Ensuring a reliable system of power provision, complete with backups, will be of the essence to survive on Mars. Solar panels will be a useful first step, however, they will be susceptible to a number of challenges on Mars, particularly dust storms. The Opportunity rover, active since 2004, was killed in 2018 during a global dust storm that blocked the rover’s solar panels and depleted its battery. This sad incident shows the importance of backup systems and the need to deploy more durable alternatives like nuclear reactors in the future.

Modular nuclear reactors, which are being actively developed today, can be a great resource for future Martian settlements. Gen4 Energy’s modular reactors, though no longer in business now, were a good example of a reactor design suitable for shipment to Mars. They weighed less than 40 tonnes and could produce up to 25 MW of power.

Lastly, establishing and testing communication systems on Mars will also be essential. Careful system design will be required here, especially since electrical components can be vulnerable to radiation and other challenges on Mars, so contingencies like this will need to be accounted for.

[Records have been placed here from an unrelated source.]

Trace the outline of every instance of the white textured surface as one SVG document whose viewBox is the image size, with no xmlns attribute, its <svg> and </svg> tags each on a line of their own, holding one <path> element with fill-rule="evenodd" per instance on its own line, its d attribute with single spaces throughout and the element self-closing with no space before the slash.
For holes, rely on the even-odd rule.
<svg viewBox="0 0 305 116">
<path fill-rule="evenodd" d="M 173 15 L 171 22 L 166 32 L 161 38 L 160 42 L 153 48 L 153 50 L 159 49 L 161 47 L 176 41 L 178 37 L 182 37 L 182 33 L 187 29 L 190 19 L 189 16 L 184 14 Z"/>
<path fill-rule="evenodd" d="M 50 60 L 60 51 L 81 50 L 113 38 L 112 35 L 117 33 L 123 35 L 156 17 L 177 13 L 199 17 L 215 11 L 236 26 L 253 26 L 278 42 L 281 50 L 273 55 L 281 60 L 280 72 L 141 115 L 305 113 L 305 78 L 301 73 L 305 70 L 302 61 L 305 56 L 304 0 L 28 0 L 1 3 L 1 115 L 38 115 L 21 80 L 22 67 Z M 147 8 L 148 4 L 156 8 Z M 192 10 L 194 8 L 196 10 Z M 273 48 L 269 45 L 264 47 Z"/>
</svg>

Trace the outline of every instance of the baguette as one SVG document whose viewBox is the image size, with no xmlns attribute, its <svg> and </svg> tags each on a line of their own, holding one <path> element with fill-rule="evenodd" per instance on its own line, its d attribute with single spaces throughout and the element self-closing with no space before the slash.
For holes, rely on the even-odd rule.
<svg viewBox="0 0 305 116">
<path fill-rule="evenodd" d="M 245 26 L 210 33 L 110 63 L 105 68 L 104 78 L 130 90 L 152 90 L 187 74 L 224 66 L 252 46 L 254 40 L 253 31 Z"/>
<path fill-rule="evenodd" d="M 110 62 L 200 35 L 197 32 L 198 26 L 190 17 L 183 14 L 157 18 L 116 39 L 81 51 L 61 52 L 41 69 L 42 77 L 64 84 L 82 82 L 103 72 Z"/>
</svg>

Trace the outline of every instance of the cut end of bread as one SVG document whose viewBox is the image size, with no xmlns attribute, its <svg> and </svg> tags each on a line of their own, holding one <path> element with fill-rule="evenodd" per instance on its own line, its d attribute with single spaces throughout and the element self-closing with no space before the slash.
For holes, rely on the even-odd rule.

The First Martian Settlement 

By the time humans set foot on Mars, there should ideally already be a significant amount of infrastructure and tools waiting for them. A number of Starship vehicles should be parked at the base, having delivered equipment during previous unmanned missions. Previous missions may also have delivered stores of additional food or water supplies for use by the crew in case of emergency and for the return journey.

These Starships will comprise some of the first human architecture on Mars. They will serve as the first habitats for Martian pioneers and as storage facilities. Complete with the life support systems discussed earlier, they will also serve as safe harbors capable of preserving a livable environment internally.

When humans wish to exit the Starship habitats, they will need to be properly outfitted to shelter themselves from the environmental conditions. It will be cold. They will need constant provision of oxygen which will set the limit for how long they can exist outside the habitat, just as a scuba diver’s tank sets the limit for how long divers can spend underwater. And that’s just the beginning.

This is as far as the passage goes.